Además, existían dos zanjones, uno al costado de la calle Corazzi y otro más profundo del otro lado de las vías, en las cuales la fábrica eliminaba las aguas servidas, y detrás del zanjón, a unos cinco metros comenzaban los terrenos del aserradero Muzzio, que se prolongaban unos 200 metros hacia el oeste por Juan J. Paso y, de allí, unos 150 metros al norte.
Todo eso hacía que en toda esa área proliferaran las ratas y desde allí se venían a visitar las casas del vecindario, y a la mía en particular, a comer los higos. Mi viejo era un crack con la gomera, tenía una puntería infalible. Se sentaba en una sillita baja de paja con su arma y una buena cantidad de piedras, que eran las municiones. A medida que iban apareciendo, dirigiéndose hacia la higuera las iba liquidando: “Uno, dos, tres, cuatro…”, contaba en voz alta las bajas del enemigo. Eran muchas y muy difíciles de combatir. Poníamos veneno y tramperas por todos los lugares en que solían andar y mi padre tenía que cuidar muy bien a los pájaros porque si no se encontraba con alguna baja producida por esos bichos repugnantes y astutos.

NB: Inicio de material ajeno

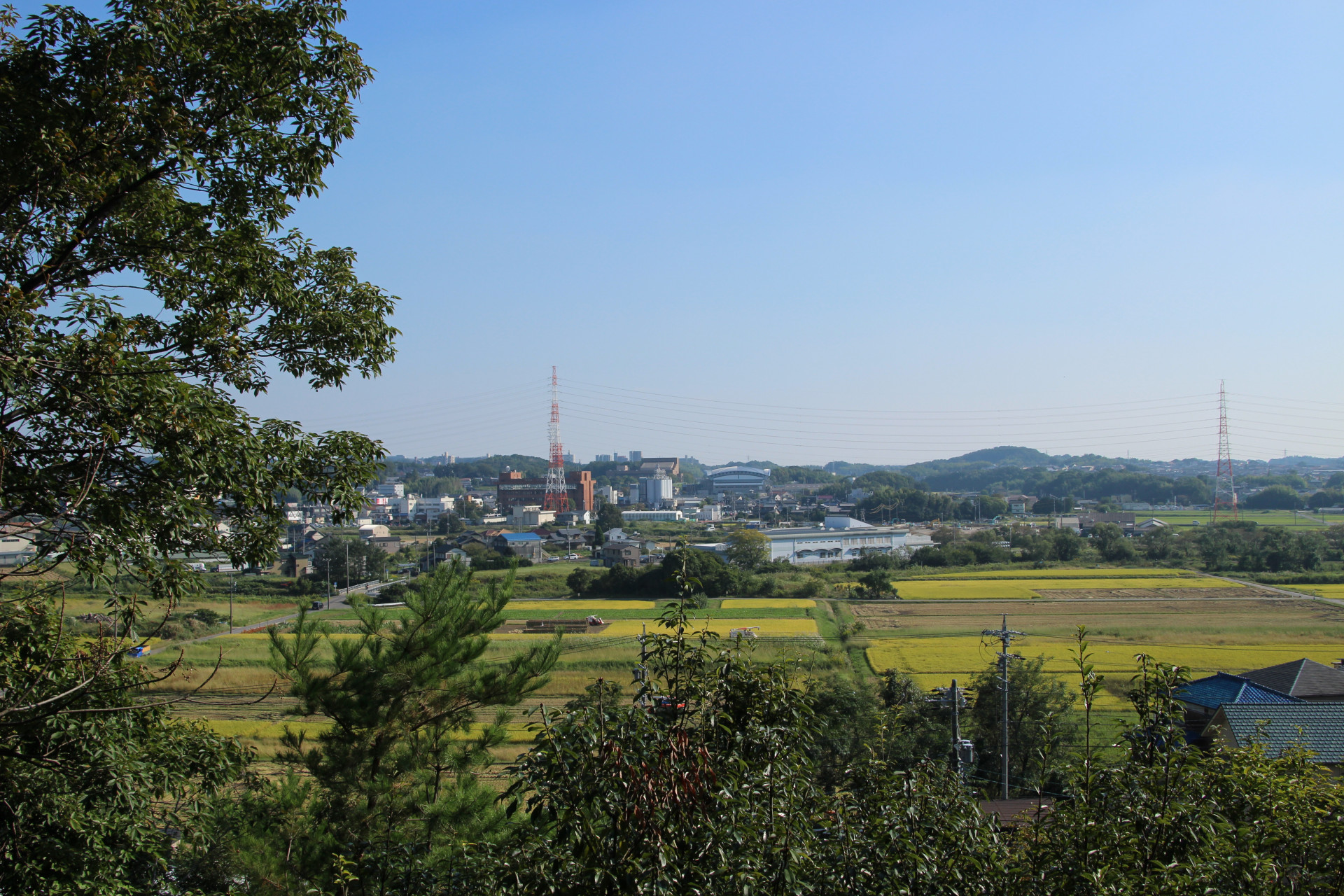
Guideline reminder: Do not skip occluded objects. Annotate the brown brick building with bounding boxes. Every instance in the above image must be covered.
[495,470,596,513]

Él era un buen asador. Era de los que pregonan que el fuego hay que encenderlo temprano, con mucho tiempo para que una vez que estén listas las brasas, ir haciendo el asadito despacio, con poco fuego. Así que arrancaba de nueve a nueve treinta de la mañana para comer al mediodía, generalmente los domingos.
Cerca de la parrilla tenía un galpón con un pequeño banco carpintero y sus herramientas. Mientras hacía el asado o en ratos de ocio, se entretenía haciendo juguetes u objetos decorativos, tenía alma de artesano. Con cualquier material que tenía a mano armaba un autito, un camioncito, un trencito, algún animalito como una tortuga, un pez o un pájaro; en fin, según los materiales de que disponía pensaba que era lo que podía hacer.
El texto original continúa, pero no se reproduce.